Hasta este viernes se hacía llamar Abu Bakr al Bagdadi. Desde que ese día apareció en el púlpito ('minbar', según la nomenclatura usada entre los musulmanes) de la Gran Mezquita de Mosul, rigurosamente vestido de negro, para dirigir la oración, es el autodenominado califa Ibrahim. El líder del Estado Islámico o IS, en sus siglas en inglés, antiguo ISIS, cuando acumulaba en el nombre la referencia a Irak y Siria. Que uno y otra hayan quedado amortizados como señas de identidad particular deja bien claro que lo que se ponía de largo en el acto de marras es algo que va más allá de las fronteras, ya sean naturales o dibujadas por la mano de Occidente, como ocurre con las que delimitan hoy esos dos estados, fruto de una oscura componenda franco-británica de la que pronto se cumplirá un siglo.
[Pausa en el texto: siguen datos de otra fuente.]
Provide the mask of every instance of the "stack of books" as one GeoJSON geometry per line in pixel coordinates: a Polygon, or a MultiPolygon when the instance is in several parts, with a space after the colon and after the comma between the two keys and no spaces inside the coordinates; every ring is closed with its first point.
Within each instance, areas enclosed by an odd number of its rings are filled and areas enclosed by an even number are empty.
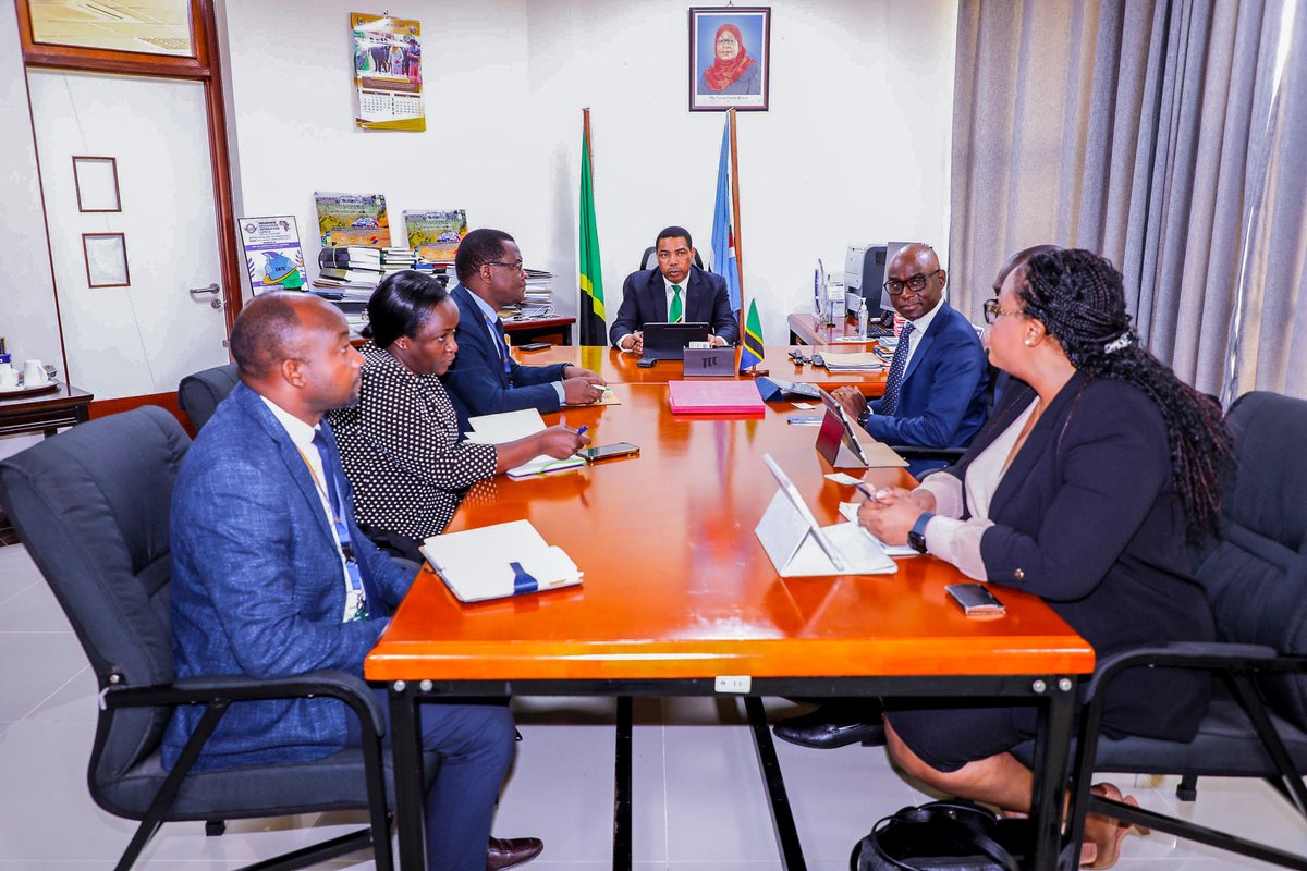
{"type": "Polygon", "coordinates": [[[413,269],[417,259],[408,248],[365,248],[339,245],[318,252],[318,278],[314,287],[324,296],[367,300],[382,278],[392,272],[413,269]]]}

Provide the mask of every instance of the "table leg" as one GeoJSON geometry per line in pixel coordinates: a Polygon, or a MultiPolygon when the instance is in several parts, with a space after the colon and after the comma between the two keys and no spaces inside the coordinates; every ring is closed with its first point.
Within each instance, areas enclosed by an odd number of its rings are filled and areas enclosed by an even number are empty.
{"type": "MultiPolygon", "coordinates": [[[[1035,820],[1035,871],[1055,871],[1061,846],[1063,797],[1076,716],[1076,682],[1061,678],[1039,706],[1035,739],[1034,793],[1030,814],[1035,820]]],[[[1078,858],[1078,857],[1077,857],[1078,858]]],[[[1074,864],[1072,866],[1074,867],[1074,864]]]]}
{"type": "Polygon", "coordinates": [[[426,821],[422,807],[422,744],[417,700],[403,680],[389,688],[391,759],[395,769],[395,821],[400,840],[400,868],[426,870],[426,821]]]}
{"type": "Polygon", "coordinates": [[[613,871],[631,871],[631,697],[617,697],[613,763],[613,871]]]}
{"type": "Polygon", "coordinates": [[[776,829],[776,846],[780,847],[780,867],[784,871],[806,871],[804,849],[799,844],[799,829],[795,827],[795,815],[789,810],[789,797],[786,794],[786,778],[780,773],[776,746],[771,742],[771,727],[767,726],[767,713],[757,696],[745,696],[744,708],[749,713],[753,744],[758,751],[758,768],[762,769],[762,780],[767,786],[771,821],[776,829]]]}

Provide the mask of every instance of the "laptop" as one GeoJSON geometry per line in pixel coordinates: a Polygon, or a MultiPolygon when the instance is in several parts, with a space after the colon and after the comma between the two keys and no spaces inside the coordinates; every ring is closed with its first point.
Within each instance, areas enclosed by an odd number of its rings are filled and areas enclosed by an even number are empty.
{"type": "Polygon", "coordinates": [[[708,325],[703,323],[644,324],[644,353],[642,360],[684,360],[685,346],[708,341],[708,325]]]}

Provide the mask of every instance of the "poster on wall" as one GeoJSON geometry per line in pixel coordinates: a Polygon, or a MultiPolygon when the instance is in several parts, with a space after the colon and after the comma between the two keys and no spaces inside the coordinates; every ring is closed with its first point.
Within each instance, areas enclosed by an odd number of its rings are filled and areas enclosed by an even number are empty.
{"type": "Polygon", "coordinates": [[[314,191],[323,248],[336,245],[391,247],[391,221],[384,193],[327,193],[314,191]]]}
{"type": "Polygon", "coordinates": [[[349,13],[354,38],[354,124],[374,131],[425,131],[422,26],[349,13]]]}
{"type": "Polygon", "coordinates": [[[413,255],[427,262],[454,262],[459,243],[468,235],[465,209],[405,212],[404,231],[413,255]]]}
{"type": "Polygon", "coordinates": [[[771,7],[690,8],[690,111],[767,111],[771,7]]]}
{"type": "Polygon", "coordinates": [[[240,218],[237,225],[255,296],[269,290],[303,290],[308,273],[305,272],[305,249],[299,245],[295,215],[240,218]]]}

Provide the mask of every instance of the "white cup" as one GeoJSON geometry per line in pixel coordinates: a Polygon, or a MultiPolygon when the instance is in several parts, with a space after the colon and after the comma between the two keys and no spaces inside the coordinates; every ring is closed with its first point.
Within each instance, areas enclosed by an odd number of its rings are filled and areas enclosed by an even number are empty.
{"type": "Polygon", "coordinates": [[[42,387],[50,383],[50,373],[46,372],[46,367],[41,364],[41,360],[24,360],[22,383],[26,387],[42,387]]]}

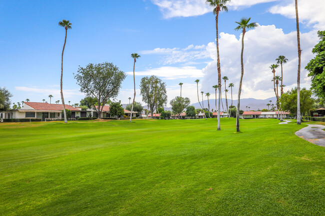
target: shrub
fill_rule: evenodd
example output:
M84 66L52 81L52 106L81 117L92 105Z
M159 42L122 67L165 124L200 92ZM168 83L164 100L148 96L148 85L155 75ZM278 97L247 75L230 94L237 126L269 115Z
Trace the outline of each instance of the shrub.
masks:
M40 122L42 119L4 119L4 122Z
M325 122L325 117L312 117L312 121Z
M78 118L77 120L78 121L85 121L85 120L93 120L94 119L97 119L96 117L81 117Z

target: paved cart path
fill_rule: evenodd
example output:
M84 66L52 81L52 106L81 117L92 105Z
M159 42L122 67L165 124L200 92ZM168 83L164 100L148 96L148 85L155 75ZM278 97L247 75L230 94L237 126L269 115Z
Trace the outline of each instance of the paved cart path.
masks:
M304 140L318 146L325 147L324 125L308 125L308 127L300 129L296 135Z

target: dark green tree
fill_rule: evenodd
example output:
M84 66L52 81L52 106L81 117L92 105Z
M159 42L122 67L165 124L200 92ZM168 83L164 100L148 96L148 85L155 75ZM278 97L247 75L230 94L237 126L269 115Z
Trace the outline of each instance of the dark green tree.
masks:
M325 103L325 31L317 32L320 41L312 49L316 56L310 60L305 68L312 78L312 92L320 101Z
Al Bagdadi, o Ibrahim, se designa a sí mismo califa y reclama la obediencia de todos los musulmanes que crean en la yihad, a los que señala la obligación de acudir al territorio del califato para ponerse a sus órdenes. Los destinatarios de esa llamada están repartidos a lo largo y ancho del mundo, y lo peor del caso es que van a acudir. Mejor dicho: ya han acudido y están acudiendo. Desde Francia, España, Gran Bretaña, incluso los Estados Unidos de América. Esa misma semana lo decía uno de ellos, británico de origen, en un vídeo difundido en redes yihadistas: la guerra santa es la cura contra la depresión. No se trata de una boutade, ni mucho menos. Identificar un enemigo irreconciliable, y concentrar todas las energías en combatirlo, dispara la adrenalina y procura la catarsis. Esa que tantos musulmanes, desde los países donde nacieron o aquellos a los que emigraron, ellos o sus ancestros, necesitan y buscan.
Uno ve a Al Bagdadi, flamante califa, con esa barba oscura y esas ropas tétricas predicando el odio y la conquista del mundo para someterlo a la ley del Islam y tiene la tentación inmediata de achacarle a la fe que esgrime los males que la existencia de ese tipo, y de su organización armada, han causado y causarán. A esa cómoda inercia, lo confiese o no, se abandona la mayoría de los ciudadanos occidentales, que ha descubierto en la ecuación entre Islam y fanatismo una sencilla herramienta para descifrar el mundo convulso en que nos toca vivir. Tan sencilla, habrá que anotarlo, como inútil y hasta contraproducente, si se tiene en cuenta que los musulmanes son ya 1.200 millones de personas, y subiendo de manera rápida y sostenida.
Quienes conocen que dentro de la cultura islámica hay variedad de sensibilidades, y que no todas pasan por el exterminio del infiel, aun sin poder dejar de constatar que el Corán da algún pie para las pretensiones del califa Ibrahim (como la Biblia, dicho sea de paso, justifica antiguas matanzas y sirvió de argumento para no pocas consumadas tras su redacción), no pueden por menos que pensar cómo ha llegado este hombre a presentarse ante el mundo con tales ambiciones. Y lo que es todavía peor: a hacerlo pisando firme el terreno conquistado por sus milicianos, frente a los que huyen ejércitos mejor pertrechados y apoyados por la mayor superpotencia mundial.
Más que el libro sagrado que invoca, más que su carisma o que la fe de sus seguidores, Al Bagdadi se apoya en un inabarcable memorial de agravios. Desde aquellos acuerdos Sykes-Picot que repartieron Oriente Medio en 1916, hasta los ataques de los drones que volatilizan casas y aldeas con niños dentro, pasando por ese pasaporte europeo que es papel mojado en el bolsillo de aquellos cuyo nombre los señala como creyentes en Alá (salvo que jueguen al fútbol). Con esos mimbres de resentimiento, y una mínima habilidad para manipular la frustración ajena, se puede hacer mucho. Sin ir más lejos, un califa.